Today under the gazebo at 50°F I was wondering how on earth we comfortably did tai chi at 22°F! The problem may have been that there was a solid offshore NNE wind so there was no place to hide, and there was certainly no sun, just a steady light rain.

I lasted only thirty minutes, but had plenty of time to practice my new understanding of the empty step in Master Chen’s form. We begin with Master Chen from fifty (!) years ago doing his form.
The clip begins just as Master Chen explains the balance on one leg required by the soft, graceful step. He did not use the term “empty”, but a close examination of all his stepping, and the stepping of many of his senior students seen in this Youtube playlist I assembled, shows a controlled step. It may not be a step that could be withheld at the very end, but neither is it a heavily falling step.
The Empty Step as a Controlled Step
To date, my test for the Empty Step has been, do I have the option even at the very end of not putting the foot down. This I learned from other students of Professor Cheng Man-Ch’ing, before discovering Master Chen.
I would test myself by indeed starting a given step in the form and pausing with my foot in mid-air above the intended landing spot, then retracting it without ever touching down, returning to my starting position.
For Master Chen’s empty step, I have a new test. Based on today’s experimentation, my first impression is that it is almost as challenging as the pure, retractable step: is the step taken as slowly as the rest of the form is performed?
The “mighty river” step?
Observe Master Chen’s steps that take a while to execute, because they sweep through a rotation before landing. Examples are the endings of Single Whip and Step Up, and the beginning of Retreat to Mountain Camp. We see the long, sweeping step executed as slowly as the rest of the form gestures.

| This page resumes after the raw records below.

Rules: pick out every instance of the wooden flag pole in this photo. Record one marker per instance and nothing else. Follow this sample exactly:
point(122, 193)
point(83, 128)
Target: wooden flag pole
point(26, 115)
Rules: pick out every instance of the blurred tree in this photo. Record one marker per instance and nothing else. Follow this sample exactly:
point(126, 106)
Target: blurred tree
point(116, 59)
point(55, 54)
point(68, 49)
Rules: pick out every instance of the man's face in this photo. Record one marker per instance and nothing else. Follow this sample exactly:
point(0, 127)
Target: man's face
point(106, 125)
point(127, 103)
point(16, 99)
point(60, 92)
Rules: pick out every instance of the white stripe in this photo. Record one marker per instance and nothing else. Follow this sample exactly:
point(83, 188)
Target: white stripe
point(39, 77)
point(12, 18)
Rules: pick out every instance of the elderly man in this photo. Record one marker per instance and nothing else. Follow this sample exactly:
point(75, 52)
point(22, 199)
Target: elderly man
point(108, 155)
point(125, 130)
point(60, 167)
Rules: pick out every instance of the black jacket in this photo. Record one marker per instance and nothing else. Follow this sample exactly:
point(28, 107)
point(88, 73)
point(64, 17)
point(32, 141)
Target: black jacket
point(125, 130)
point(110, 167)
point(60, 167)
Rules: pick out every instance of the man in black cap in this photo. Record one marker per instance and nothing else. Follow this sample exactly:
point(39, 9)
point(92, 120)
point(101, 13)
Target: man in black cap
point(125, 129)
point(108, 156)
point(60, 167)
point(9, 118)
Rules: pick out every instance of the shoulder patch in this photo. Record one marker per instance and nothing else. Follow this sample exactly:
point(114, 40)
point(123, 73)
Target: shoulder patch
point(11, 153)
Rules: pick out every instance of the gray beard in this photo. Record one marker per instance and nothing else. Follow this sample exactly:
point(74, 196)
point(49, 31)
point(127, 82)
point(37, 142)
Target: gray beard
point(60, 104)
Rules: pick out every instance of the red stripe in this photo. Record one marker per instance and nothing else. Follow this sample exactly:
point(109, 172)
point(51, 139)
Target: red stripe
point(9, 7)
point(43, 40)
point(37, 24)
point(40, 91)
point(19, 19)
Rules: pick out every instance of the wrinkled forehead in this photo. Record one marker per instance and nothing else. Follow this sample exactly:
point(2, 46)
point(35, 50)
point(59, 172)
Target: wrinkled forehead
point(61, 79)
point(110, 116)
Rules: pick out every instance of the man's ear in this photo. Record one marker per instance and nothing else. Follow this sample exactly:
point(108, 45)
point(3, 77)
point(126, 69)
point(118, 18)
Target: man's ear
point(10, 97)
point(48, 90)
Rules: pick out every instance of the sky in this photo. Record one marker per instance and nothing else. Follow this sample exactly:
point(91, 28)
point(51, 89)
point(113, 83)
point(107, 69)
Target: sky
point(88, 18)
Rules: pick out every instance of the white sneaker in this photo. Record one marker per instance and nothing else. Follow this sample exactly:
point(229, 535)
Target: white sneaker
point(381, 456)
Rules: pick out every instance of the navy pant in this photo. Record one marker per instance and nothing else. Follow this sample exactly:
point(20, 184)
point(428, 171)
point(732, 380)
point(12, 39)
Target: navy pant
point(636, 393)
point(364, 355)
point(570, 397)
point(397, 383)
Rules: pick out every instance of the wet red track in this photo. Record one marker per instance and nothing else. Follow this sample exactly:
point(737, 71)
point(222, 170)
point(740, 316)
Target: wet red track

“Be still as a mountain, move like a great river.” Wang Zongyue, Taijiquan Jing
And before completion, in some cases it does look as if the step could be withdrawn at the last moment.
Summary
While learning “60 Movements”, we go with the grandmaster; steps are controlled, performed at the same speed as the rest of the form gestures, and the foot eases into the ground heel first, relaxed, and yin, so empty.
And if this new step grows on me, my own style will lose the retractable quality, just as my pace for the form happily slowed 25% to match Master Chen’s pace, once I gave that a solid try.
For now, I enjoy the slightly greater rigor of the retractable step, so will continue with that as my personal tai chi chuan style.